Water Resource Recovery Facilities (WRRFs) with anaerobic digestion can co-digest food waste (FW) with sludge (S) to enhance energy recovery. Biomethane Potential (BMP) tests are commonly used to estimate the increase in methane production. However, these tests are time-consuming, so modeling can be used to predict methane production and the impact of implementing co-digestion. This paper presents a modeling-based stability assessment strategy for co-digestion blends using a ternary stability plot based on the substrates’ biochemical composition (Cook et al., 2017, http://doi.org/10.1016/j.watres.2017.01.027). To evaluate this strategy, the results of a modified BMP test for a novel two-phase anaerobic dynamic membrane bioreactor treating FW and sludge are also reported. Five blends of FW (pre- and post-consumer) and sludge (primary and secondary) were tested. The FW25 S75 blend had the highest methane potential (381 NmL CH4/gVS) and required a low NaOH dose (0.05 g/gVS) to maintain the pH around 7, indicating high stability.

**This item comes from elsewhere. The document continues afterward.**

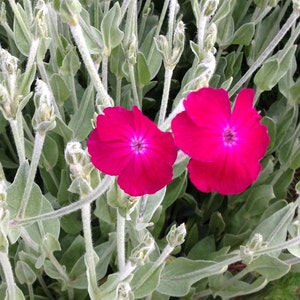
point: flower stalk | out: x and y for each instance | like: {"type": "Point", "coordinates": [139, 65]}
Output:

This result was consistent with the ternary plot prediction. When assessing stability, some blends fell in ambiguous areas on the plot where stable and unstable predictors coexisted. Therefore, we are re-evaluating the stability parameters developed by Cook et al. (2017) to determine their impact on the stability prediction model. Updated ternary plots are being developed using a modified Anaerobic Digestion Model No. 1. WRRFs will benefit from this stability assessment strategy when considering co-substrates by predicting if the selected co-digestion blends will result in stable digestion without running time-consuming BMP experiments.